Not every house matched the textbook domus floor plan. Smaller homes might skip the peristyle entirely, while grand houses like the House of the Faun in Pompeii had two atria and two peristyles. As land grew scarce, some owners absorbed neighbouring shops or added upper floors. Still, the core sequence — entrance, atrium, tablinum, garden — remained the recognisable signature of the Roman house.

To see how these spaces worked in practice, continue to the atrium, the tablinum, the peristyle, and the other rooms of the domus.

Book Online

Pompeii: Small Group Tour with an Archaeologist

See real Roman houses standing in Pompeii — walk the streets with a professional archaeologist.

Frequently Asked Questions

What was the typical layout of a Roman house?

A typical Roman domus ran in a straight line from the street: a narrow entrance (fauces) led to the atrium with its rainwater pool, flanked by bedrooms (cubicula) and alcoves (alae). Behind the atrium lay the tablinum, then the peristyle garden, with the dining room, kitchen and a back door beyond.
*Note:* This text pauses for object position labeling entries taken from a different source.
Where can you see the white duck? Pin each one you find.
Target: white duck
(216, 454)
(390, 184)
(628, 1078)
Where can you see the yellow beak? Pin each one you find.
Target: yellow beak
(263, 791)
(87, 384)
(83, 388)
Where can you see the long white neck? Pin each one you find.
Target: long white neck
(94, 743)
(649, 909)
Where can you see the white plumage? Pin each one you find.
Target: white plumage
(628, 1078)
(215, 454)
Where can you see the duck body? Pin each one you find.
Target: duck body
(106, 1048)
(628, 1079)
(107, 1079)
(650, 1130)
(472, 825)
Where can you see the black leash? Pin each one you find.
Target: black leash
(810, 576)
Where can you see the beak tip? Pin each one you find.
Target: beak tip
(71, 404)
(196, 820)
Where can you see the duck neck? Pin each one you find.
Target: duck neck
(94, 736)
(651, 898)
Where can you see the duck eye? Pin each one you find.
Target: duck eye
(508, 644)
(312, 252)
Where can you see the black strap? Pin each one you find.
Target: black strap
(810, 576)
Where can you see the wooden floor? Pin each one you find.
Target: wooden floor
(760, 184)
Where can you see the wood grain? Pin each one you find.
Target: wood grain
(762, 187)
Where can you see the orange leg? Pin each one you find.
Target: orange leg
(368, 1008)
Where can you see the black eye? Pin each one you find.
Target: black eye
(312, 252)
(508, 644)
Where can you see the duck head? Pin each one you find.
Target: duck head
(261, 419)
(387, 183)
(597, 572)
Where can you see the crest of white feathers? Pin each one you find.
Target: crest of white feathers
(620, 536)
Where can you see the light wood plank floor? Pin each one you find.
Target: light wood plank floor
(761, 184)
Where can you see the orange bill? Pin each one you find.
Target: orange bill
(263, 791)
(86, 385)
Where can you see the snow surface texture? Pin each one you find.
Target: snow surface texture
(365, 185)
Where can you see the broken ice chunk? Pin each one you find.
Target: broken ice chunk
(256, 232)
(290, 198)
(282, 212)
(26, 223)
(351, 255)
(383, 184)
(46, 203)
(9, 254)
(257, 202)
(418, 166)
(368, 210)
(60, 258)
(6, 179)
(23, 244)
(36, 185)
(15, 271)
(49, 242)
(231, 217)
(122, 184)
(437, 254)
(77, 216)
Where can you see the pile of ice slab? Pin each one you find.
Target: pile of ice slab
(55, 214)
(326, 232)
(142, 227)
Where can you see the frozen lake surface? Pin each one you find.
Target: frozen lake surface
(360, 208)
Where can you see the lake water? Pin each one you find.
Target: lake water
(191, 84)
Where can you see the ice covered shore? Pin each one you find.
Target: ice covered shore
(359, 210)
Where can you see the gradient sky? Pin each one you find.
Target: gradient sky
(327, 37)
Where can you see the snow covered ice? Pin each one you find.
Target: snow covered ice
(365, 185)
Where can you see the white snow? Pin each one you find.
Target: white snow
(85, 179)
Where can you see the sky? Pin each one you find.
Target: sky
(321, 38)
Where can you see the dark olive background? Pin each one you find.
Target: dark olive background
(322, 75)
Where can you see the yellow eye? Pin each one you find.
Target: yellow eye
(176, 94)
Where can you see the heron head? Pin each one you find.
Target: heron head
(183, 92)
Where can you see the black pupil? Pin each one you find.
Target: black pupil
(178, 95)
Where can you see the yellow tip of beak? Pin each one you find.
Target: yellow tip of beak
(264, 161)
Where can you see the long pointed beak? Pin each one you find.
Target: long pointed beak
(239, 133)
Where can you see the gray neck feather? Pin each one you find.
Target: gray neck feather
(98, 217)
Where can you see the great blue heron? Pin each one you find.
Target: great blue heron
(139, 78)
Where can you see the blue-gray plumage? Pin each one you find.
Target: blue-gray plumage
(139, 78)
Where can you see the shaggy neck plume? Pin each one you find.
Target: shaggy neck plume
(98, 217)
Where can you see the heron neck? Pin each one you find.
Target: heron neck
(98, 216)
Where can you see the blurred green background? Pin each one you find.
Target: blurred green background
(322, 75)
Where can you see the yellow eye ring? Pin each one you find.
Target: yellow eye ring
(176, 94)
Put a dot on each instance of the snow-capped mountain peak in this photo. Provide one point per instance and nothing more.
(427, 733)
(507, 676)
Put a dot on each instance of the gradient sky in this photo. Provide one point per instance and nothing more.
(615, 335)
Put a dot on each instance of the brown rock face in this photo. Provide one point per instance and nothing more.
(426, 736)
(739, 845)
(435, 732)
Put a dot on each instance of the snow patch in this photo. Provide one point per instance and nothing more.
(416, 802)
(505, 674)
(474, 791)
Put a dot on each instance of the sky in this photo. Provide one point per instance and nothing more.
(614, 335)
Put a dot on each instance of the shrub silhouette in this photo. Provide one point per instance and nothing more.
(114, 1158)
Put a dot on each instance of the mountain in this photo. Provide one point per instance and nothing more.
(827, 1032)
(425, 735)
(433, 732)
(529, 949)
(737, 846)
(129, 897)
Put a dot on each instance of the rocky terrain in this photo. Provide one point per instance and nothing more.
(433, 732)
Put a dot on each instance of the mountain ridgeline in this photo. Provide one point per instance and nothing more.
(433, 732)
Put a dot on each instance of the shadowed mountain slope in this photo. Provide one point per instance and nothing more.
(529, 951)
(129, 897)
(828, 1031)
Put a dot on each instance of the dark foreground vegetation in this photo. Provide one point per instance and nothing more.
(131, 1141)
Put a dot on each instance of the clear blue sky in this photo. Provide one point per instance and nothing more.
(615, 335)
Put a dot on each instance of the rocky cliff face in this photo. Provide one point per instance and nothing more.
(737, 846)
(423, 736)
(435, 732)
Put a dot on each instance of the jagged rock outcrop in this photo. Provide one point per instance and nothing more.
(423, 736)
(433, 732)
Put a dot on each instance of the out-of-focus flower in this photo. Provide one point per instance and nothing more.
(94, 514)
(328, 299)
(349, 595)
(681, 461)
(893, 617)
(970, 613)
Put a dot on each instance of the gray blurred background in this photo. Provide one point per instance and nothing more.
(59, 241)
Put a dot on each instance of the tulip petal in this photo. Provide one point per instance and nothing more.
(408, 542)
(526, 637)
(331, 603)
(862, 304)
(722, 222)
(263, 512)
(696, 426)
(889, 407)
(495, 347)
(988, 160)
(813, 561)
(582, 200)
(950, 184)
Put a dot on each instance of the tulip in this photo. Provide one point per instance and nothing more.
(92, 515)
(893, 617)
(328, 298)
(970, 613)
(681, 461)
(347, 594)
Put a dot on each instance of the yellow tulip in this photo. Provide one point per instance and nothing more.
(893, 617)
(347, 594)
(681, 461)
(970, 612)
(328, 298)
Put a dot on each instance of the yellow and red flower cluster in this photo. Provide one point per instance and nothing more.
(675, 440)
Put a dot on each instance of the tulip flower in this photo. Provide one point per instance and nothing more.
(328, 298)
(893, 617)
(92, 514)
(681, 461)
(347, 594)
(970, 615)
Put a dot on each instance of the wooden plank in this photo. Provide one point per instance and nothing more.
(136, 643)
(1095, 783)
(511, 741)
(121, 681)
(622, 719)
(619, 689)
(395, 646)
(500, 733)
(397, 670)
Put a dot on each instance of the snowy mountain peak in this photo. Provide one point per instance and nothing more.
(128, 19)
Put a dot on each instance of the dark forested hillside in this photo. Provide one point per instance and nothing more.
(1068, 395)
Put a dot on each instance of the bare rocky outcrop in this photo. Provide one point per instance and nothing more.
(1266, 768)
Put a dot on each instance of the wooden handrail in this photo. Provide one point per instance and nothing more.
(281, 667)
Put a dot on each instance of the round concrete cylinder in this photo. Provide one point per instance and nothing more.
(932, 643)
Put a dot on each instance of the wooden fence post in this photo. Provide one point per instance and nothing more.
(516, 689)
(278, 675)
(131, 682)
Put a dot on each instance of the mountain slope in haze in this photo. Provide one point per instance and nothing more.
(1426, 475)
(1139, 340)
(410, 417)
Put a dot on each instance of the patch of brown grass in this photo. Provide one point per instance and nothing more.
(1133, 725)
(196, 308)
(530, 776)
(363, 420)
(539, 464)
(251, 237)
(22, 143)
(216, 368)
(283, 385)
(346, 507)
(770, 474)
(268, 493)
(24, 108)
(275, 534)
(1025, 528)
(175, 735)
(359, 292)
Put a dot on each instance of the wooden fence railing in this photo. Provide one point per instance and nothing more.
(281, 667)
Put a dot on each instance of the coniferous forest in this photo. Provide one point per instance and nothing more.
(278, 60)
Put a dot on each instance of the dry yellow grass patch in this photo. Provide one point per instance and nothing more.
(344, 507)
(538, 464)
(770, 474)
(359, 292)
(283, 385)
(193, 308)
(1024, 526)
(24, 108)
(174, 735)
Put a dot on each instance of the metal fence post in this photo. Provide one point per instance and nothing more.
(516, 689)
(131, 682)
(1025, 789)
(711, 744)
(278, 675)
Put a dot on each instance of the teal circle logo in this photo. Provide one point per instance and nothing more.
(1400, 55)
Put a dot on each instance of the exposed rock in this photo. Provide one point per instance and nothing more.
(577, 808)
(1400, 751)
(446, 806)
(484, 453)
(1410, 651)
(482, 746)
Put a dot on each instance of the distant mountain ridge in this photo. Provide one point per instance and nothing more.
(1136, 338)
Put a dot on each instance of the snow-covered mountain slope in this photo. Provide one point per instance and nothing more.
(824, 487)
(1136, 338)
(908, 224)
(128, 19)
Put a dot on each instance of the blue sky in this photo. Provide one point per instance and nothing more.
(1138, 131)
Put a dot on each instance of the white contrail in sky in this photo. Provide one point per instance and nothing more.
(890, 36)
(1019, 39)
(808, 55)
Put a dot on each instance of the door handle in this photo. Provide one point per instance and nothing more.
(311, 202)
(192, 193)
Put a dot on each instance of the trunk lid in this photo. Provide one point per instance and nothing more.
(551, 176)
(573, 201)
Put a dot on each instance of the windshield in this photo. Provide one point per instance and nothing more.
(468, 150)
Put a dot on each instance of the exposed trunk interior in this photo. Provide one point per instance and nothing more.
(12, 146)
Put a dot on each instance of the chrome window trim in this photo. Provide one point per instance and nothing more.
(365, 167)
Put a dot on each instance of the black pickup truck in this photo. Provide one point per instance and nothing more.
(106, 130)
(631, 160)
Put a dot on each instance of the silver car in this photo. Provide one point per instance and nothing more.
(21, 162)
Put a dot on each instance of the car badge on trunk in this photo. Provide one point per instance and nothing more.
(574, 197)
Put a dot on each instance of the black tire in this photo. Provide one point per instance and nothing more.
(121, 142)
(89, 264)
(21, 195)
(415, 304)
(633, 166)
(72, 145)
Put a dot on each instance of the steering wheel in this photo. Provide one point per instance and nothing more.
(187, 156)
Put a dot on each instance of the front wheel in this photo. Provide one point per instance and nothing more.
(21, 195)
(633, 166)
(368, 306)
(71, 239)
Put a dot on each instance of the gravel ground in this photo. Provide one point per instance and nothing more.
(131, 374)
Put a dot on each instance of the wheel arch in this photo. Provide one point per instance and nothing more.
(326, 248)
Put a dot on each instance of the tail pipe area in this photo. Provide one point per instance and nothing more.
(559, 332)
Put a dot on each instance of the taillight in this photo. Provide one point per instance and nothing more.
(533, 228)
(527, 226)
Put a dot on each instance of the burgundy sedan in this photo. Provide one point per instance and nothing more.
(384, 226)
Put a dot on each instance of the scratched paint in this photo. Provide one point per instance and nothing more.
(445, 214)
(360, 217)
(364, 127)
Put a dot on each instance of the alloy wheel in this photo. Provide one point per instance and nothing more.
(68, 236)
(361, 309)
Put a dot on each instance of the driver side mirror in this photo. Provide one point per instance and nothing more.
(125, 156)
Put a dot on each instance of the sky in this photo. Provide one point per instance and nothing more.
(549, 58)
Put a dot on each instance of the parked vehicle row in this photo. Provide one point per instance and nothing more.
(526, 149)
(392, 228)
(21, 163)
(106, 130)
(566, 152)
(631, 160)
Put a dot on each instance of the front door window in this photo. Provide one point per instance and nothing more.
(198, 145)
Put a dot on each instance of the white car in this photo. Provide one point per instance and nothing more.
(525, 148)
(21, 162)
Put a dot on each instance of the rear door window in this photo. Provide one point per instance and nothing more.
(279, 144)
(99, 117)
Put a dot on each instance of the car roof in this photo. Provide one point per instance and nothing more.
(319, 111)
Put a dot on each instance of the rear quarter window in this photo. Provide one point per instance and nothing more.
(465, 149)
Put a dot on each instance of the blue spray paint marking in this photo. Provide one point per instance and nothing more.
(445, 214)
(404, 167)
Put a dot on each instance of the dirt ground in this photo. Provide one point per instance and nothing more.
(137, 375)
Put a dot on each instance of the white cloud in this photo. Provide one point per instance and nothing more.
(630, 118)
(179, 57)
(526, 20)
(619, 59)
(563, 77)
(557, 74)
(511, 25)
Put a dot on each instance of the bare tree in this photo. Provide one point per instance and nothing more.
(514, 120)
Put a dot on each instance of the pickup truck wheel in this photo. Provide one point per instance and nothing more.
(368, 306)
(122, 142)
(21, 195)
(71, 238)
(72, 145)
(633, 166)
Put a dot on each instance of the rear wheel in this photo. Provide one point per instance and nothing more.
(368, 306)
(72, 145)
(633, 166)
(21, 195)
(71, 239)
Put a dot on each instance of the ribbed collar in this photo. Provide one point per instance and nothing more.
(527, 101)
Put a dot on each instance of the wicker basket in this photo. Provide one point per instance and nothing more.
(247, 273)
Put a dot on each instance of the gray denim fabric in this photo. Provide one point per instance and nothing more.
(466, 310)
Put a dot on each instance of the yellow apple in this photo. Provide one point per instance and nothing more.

What are the rooms in a Roman house called?

Key Roman house names include the fauces (entrance), atrium (central hall), cubicula (bedrooms), alae (alcoves), tablinum (study), peristyle (garden), triclinium (dining room), culina (kitchen), posticum (back door) and tabernae (street-front shops). Each had a fixed function within the domus floor plan.

Why were Roman houses laid out front to back?

The front-to-back axis created a deliberate sightline: a visitor at the door could see straight through the atrium and tablinum to the garden beyond. This advertised the family's wealth and order, while the symmetrical plan controlled light, air and the flow of guests through public and private zones.

Did Roman houses have shops?

Yes. Many town houses had tabernae — small shops or workshops — opening onto the street at the front, on either side of the main entrance. They were often rented out or run by the household, and usually had no internal connection to the private living rooms behind them.